Raised in Arlington, educated at St. Mary’s High in Waltham, Driscoll came from a family of nine kids. Alas, he was the one without much athletic talent. A self-professed “ham-and-egger” he still managed to make the game-winning shot as St. Mary’s upset Braintree in a Tech Tourney game at the old Garden.

Following a couple of uneventful seasons in the Intercity League, Driscoll proudly followed the athletic exploits of his younger brothers. One of them, Jim Driscoll, played two seasons in the big leagues with the A’s and Rangers. Another brother, Mark Driscoll, played baseball and football at the University of Arizona and later logged a few years of minor league ball.

“When we played in the College World Series in ’70, Joe and my other brothers came out to Omaha to watch me,” Mark Driscoll said. “We got bounced in two straight, and Joe said, ‘OK, you’re done. We’re going to watch Jimmy play.’ Jimmy was playing for the A’s Triple-A club in Des Moines.”

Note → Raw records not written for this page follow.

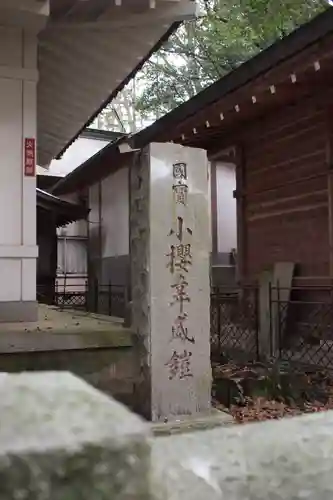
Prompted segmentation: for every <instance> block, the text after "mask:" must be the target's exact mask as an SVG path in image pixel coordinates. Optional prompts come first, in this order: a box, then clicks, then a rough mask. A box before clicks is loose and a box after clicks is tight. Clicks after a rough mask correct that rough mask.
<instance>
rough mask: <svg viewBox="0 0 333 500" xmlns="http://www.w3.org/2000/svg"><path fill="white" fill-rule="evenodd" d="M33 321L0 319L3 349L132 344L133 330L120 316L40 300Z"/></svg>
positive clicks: (64, 347)
mask: <svg viewBox="0 0 333 500" xmlns="http://www.w3.org/2000/svg"><path fill="white" fill-rule="evenodd" d="M38 313H39V320H38V321H37V322H33V323H1V324H0V353H6V352H8V353H10V352H18V351H30V350H39V351H43V350H53V349H55V350H56V349H82V348H88V347H89V348H91V347H131V346H132V345H133V339H132V332H131V331H130V330H129V329H127V328H124V327H123V324H122V322H121V321H120V320H119V319H117V318H111V317H108V316H102V315H97V314H91V313H86V312H79V311H72V310H61V309H59V308H56V307H52V306H47V305H43V304H40V305H39V306H38Z"/></svg>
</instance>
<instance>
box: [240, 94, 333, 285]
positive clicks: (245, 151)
mask: <svg viewBox="0 0 333 500" xmlns="http://www.w3.org/2000/svg"><path fill="white" fill-rule="evenodd" d="M319 101H321V102H319ZM332 102H333V101H332ZM241 140H242V143H243V152H244V160H243V161H245V170H246V175H245V179H244V181H245V185H244V188H243V196H244V205H245V221H244V231H245V233H246V237H245V238H244V241H245V242H246V245H247V246H246V249H245V251H244V259H245V262H244V272H245V276H244V277H245V278H246V279H247V278H250V279H251V278H254V277H255V276H256V275H257V274H258V273H259V272H260V271H261V270H263V269H264V268H265V267H266V266H267V265H270V264H272V263H273V262H277V261H293V262H295V263H296V264H298V273H299V274H300V275H301V276H313V277H315V276H325V275H328V272H329V231H328V189H327V185H328V182H327V172H328V166H327V103H326V102H324V100H323V99H320V100H319V99H318V98H314V97H312V98H309V99H308V100H305V101H302V102H299V103H298V104H294V105H292V106H289V107H287V108H284V109H282V110H281V111H279V112H278V113H276V114H275V115H270V116H268V117H265V118H263V119H261V120H259V121H257V122H256V123H255V124H251V126H249V128H248V130H246V131H245V132H244V133H243V136H242V138H241Z"/></svg>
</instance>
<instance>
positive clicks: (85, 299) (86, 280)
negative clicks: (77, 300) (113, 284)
mask: <svg viewBox="0 0 333 500" xmlns="http://www.w3.org/2000/svg"><path fill="white" fill-rule="evenodd" d="M85 301H86V311H87V312H89V281H88V280H86V281H85Z"/></svg>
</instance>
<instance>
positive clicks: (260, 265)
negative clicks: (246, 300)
mask: <svg viewBox="0 0 333 500" xmlns="http://www.w3.org/2000/svg"><path fill="white" fill-rule="evenodd" d="M332 47H333V9H330V10H328V11H326V12H325V13H323V14H321V15H320V16H318V17H317V18H315V19H314V20H313V21H312V22H310V23H308V24H307V25H304V26H302V27H301V28H299V29H298V30H297V31H295V32H293V33H292V34H291V35H289V36H288V37H286V38H284V39H283V40H282V41H279V42H277V43H275V44H274V45H273V46H271V47H269V48H268V49H267V50H265V51H263V52H261V53H260V54H259V55H257V56H256V57H254V58H253V59H251V60H249V61H248V62H246V63H245V64H243V65H242V66H240V67H239V68H238V69H237V70H235V71H233V72H232V73H230V74H228V75H227V76H225V77H224V78H222V79H221V80H220V81H218V82H216V83H215V84H213V85H212V86H210V87H209V88H207V89H206V90H204V91H203V92H201V93H200V94H199V95H197V96H196V97H194V98H193V99H191V100H190V101H188V102H186V103H185V104H183V105H182V106H180V107H179V108H177V109H175V110H174V111H172V112H171V113H169V114H168V115H166V116H165V117H163V118H162V119H160V120H159V121H157V122H156V123H154V124H153V125H152V126H151V127H149V128H147V129H145V130H143V131H142V132H140V133H138V134H136V135H135V136H133V137H132V140H131V145H132V147H134V148H142V147H144V146H145V145H146V144H148V143H149V142H152V141H162V142H164V141H173V142H175V143H181V144H184V145H188V146H194V147H199V148H204V149H206V150H207V151H208V154H209V157H210V159H211V161H212V198H214V195H215V196H216V189H215V188H214V163H215V162H216V160H217V159H224V160H225V161H227V162H232V163H234V164H235V165H236V177H237V189H236V192H235V196H236V198H237V239H238V252H237V253H238V255H237V266H238V277H239V279H240V280H243V281H252V280H254V279H255V278H257V277H258V275H259V273H260V272H261V271H262V270H264V269H265V268H266V267H267V266H270V265H272V264H274V263H275V262H283V261H288V262H294V263H295V264H296V272H297V275H298V276H301V277H306V278H311V279H312V281H313V279H314V278H315V279H316V282H318V280H319V281H320V280H321V279H322V278H327V277H330V278H333V158H332V154H333V153H332V139H333V120H332V111H333V107H332V105H333V89H332V83H333V50H332ZM215 213H216V211H214V208H213V210H212V224H213V228H212V229H213V231H212V234H213V250H214V234H216V227H215V224H216V220H215V219H214V217H215V216H214V214H215ZM215 245H216V242H215Z"/></svg>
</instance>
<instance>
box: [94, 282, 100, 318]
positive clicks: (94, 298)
mask: <svg viewBox="0 0 333 500" xmlns="http://www.w3.org/2000/svg"><path fill="white" fill-rule="evenodd" d="M98 299H99V297H98V279H97V278H95V281H94V302H95V304H94V312H95V313H98Z"/></svg>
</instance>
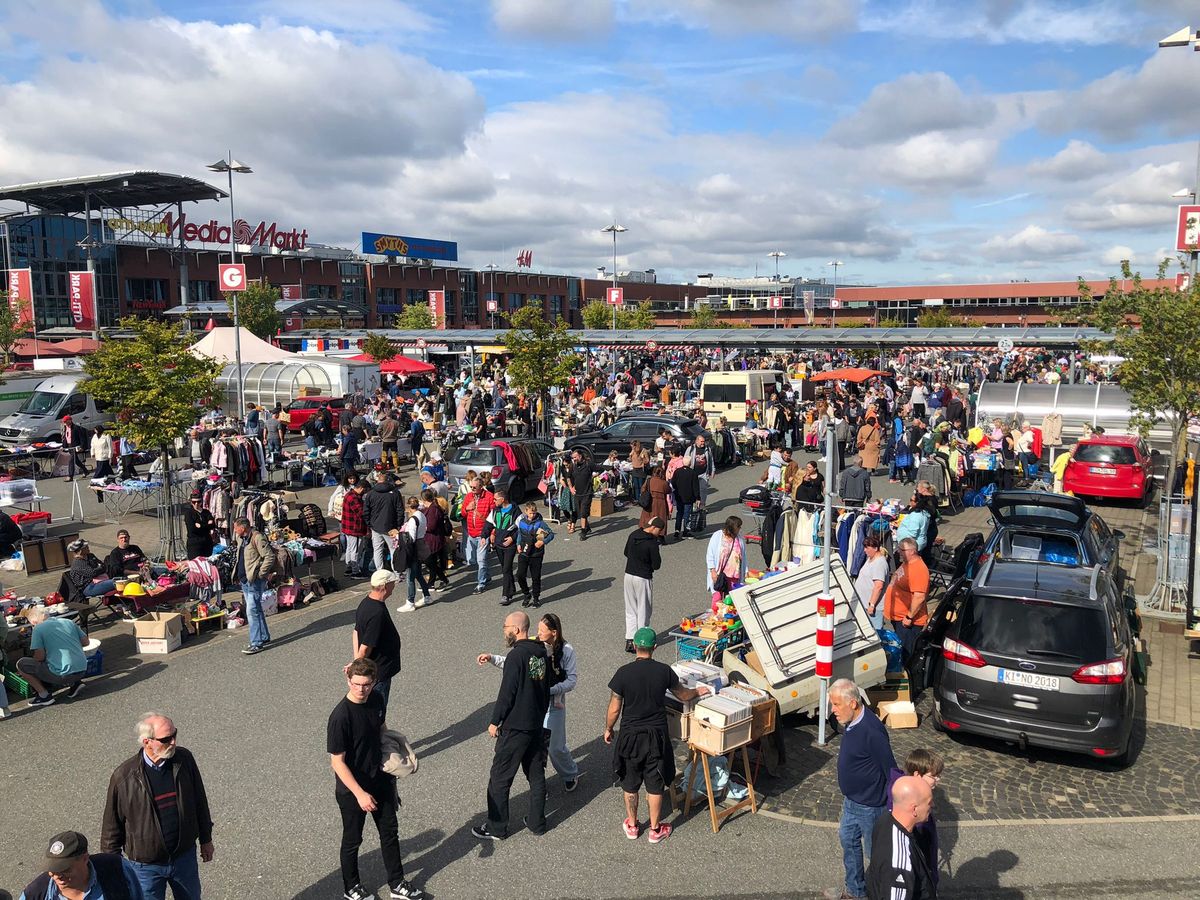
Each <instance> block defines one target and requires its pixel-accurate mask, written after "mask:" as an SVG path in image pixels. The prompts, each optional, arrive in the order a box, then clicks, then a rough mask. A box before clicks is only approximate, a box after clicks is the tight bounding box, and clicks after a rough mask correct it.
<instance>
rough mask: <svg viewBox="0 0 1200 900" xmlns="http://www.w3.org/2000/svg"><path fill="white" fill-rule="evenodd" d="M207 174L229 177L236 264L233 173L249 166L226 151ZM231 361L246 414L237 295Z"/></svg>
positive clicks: (233, 329)
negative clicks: (233, 367) (224, 175)
mask: <svg viewBox="0 0 1200 900" xmlns="http://www.w3.org/2000/svg"><path fill="white" fill-rule="evenodd" d="M208 169H209V172H224V173H226V174H227V175H228V176H229V262H230V263H236V262H238V238H236V236H235V235H234V217H233V173H235V172H236V173H238V174H239V175H248V174H250V173H252V172H253V169H252V168H250V166H247V164H246V163H244V162H239V161H238V160H234V158H233V150H227V151H226V158H223V160H217V161H216V162H215V163H212V164H211V166H209V167H208ZM233 360H234V365H235V366H236V367H238V415H245V414H246V392H245V384H244V379H242V372H241V322H240V320H239V318H238V293H236V292H234V294H233Z"/></svg>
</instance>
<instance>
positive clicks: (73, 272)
mask: <svg viewBox="0 0 1200 900" xmlns="http://www.w3.org/2000/svg"><path fill="white" fill-rule="evenodd" d="M67 300H68V301H70V304H71V320H72V322H73V323H74V326H76V329H77V330H79V331H95V330H96V289H95V278H92V275H91V272H67Z"/></svg>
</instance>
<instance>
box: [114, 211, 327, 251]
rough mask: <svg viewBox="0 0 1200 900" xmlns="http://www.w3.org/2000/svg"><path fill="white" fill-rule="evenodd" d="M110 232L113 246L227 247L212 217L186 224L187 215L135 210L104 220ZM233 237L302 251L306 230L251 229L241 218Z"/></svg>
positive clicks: (306, 244) (248, 225)
mask: <svg viewBox="0 0 1200 900" xmlns="http://www.w3.org/2000/svg"><path fill="white" fill-rule="evenodd" d="M104 224H106V226H107V227H108V228H109V230H112V233H113V235H112V241H113V242H114V244H139V245H144V244H150V245H156V246H179V240H180V238H182V240H184V241H185V242H187V244H224V245H228V244H229V226H228V224H221V223H220V222H217V220H215V218H210V220H209V221H206V222H200V223H196V222H190V221H188V220H187V214H186V212H185V214H182V215H180V216H175V214H173V212H167V214H166V215H164V216H162V217H161V218H160V217H158V216H157V215H155V216H145V215H144V214H140V212H139V211H138V210H126V211H124V212H122V214H121V215H120V216H113V217H110V218H107V220H104ZM233 236H234V239H235V241H236V242H238V244H240V245H242V246H251V247H275V248H276V250H304V248H305V247H306V246H307V242H308V230H307V229H302V230H300V229H295V228H292V229H290V230H288V229H284V228H283V227H282V226H280V224H278V223H277V222H266V221H262V222H259V223H258V224H257V226H251V224H250V222H247V221H246V220H245V218H238V220H235V221H234V223H233Z"/></svg>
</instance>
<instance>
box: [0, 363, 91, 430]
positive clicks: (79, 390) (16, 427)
mask: <svg viewBox="0 0 1200 900" xmlns="http://www.w3.org/2000/svg"><path fill="white" fill-rule="evenodd" d="M85 377H86V376H84V374H82V373H79V374H56V376H52V377H49V378H46V379H43V380H42V383H41V384H38V385H37V388H35V389H34V392H32V394H31V395H30V396H29V397H28V398H26V400H25V402H24V403H22V404H20V408H19V409H17V412H16V413H13V414H12V415H7V416H5V418H4V419H0V444H4V445H7V446H22V445H25V444H34V443H38V442H42V440H58V439H59V437H58V436H59V432H60V431H61V430H62V416H64V415H70V416H71V420H72V421H73V422H76V424H77V425H82V426H84V427H85V428H88V431H95V430H96V426H97V425H107V424H108V422H109V421H112V419H113V416H112V415H110V414H109V413H108V412H107V410H103V409H100V408H98V407H97V406H96V401H95V400H92V398H91V397H90V396H89V395H86V394H84V392H83V391H82V390H80V386H79V385H80V384H82V383H83V380H84V378H85Z"/></svg>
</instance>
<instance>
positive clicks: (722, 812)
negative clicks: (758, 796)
mask: <svg viewBox="0 0 1200 900" xmlns="http://www.w3.org/2000/svg"><path fill="white" fill-rule="evenodd" d="M746 746H748V744H743V745H742V746H738V748H734V749H732V750H728V751H727V754H728V757H730V761H731V762H732V761H733V755H734V754H737V752H738V751H739V750H740V751H742V768H743V770H744V772H745V776H746V791H748V793H746V797H745V799H743V800H738V802H737V803H734V804H733V805H732V806H730V808H727V809H722V810H720V811H718V809H716V797H715V796H714V794H713V775H712V773H710V772H709V768H708V758H709V757H710V756H725V755H726V754H710V752H708V751H707V750H702V749H701V748H698V746H694V745H691V744H689V745H688V749H689V751H690V752H689V763H688V764H689V766H690V767H691V774H690V775H689V776H688V785H686V788H685V790H686V798H685V799H684V804H683V814H684V816H686V815H688V814H689V812H691V799H692V796H694V794H692V785H694V784H695V782H696V764H697V763H701V764H703V767H704V791H706V793H707V794H708V816H709V818H710V820H712V821H713V833H714V834H715V833H716V832H719V830H720V828H721V822H722V821H725V820H726V818H727V817H728V816H732V815H733V814H734V812H739V811H742V810H743V809H745V808H746V806H749V808H750V811H751V812H757V811H758V800H757V798H756V797H755V793H754V778H752V776H751V775H750V755H749V754H748V752H746ZM730 768H731V770H732V766H731V767H730Z"/></svg>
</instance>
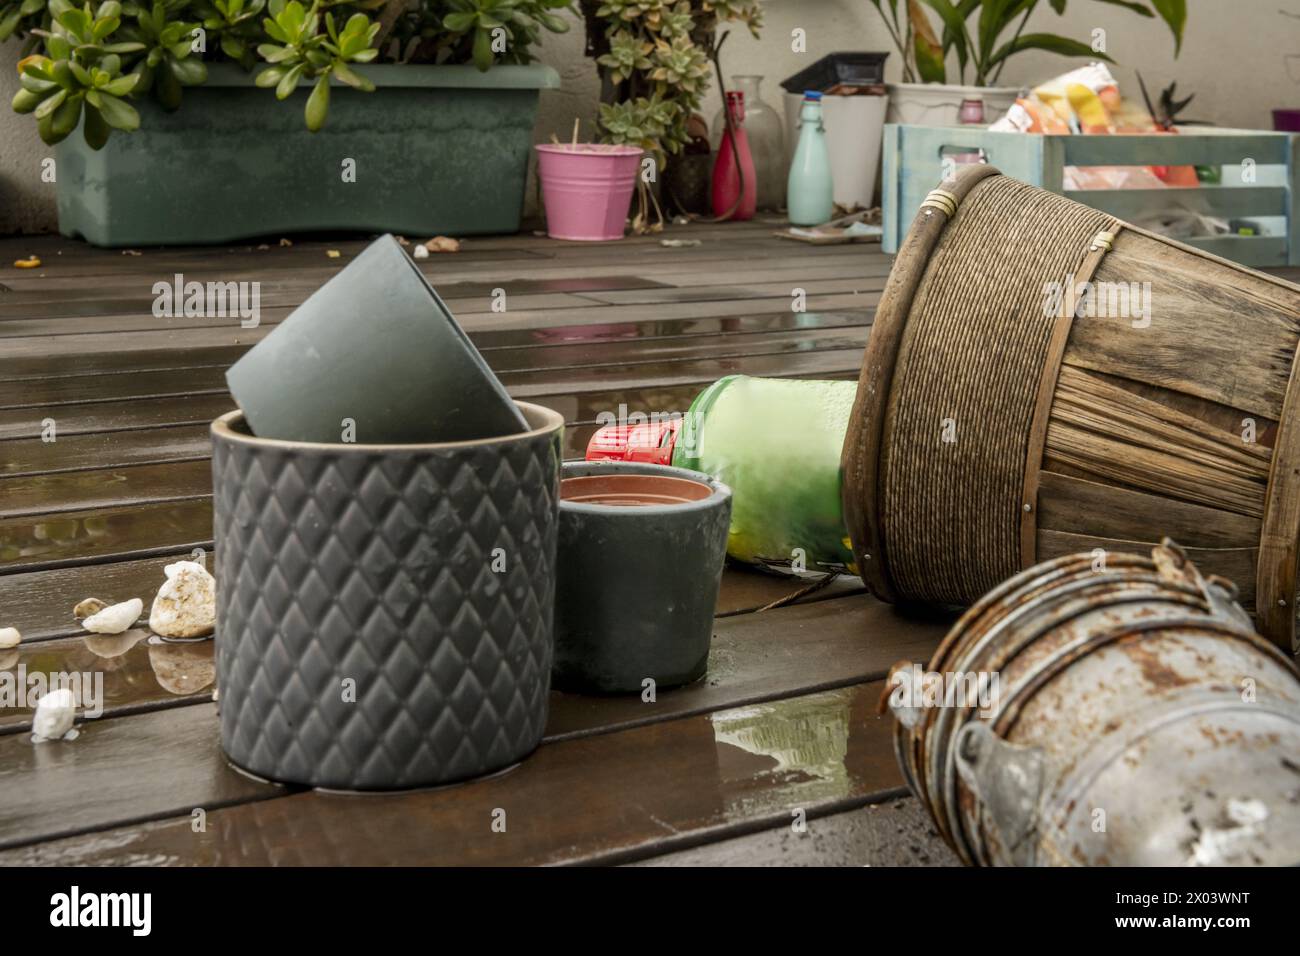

The brothers drove to Des Moines, only to discover that Jim Driscoll had been called up by the A’s. No problem: They got on a plane and were in Detroit for Jim’s first major league at-bat.

Years later, Joe Driscoll returned to Omaha, this time as an umpire. He was behind the plate when Texas right-hander Roger Clemens pitched his last collegiate game.

Driscoll is survived by his wife, Cindy, and their three children, Todd, Kimberly and Matthew.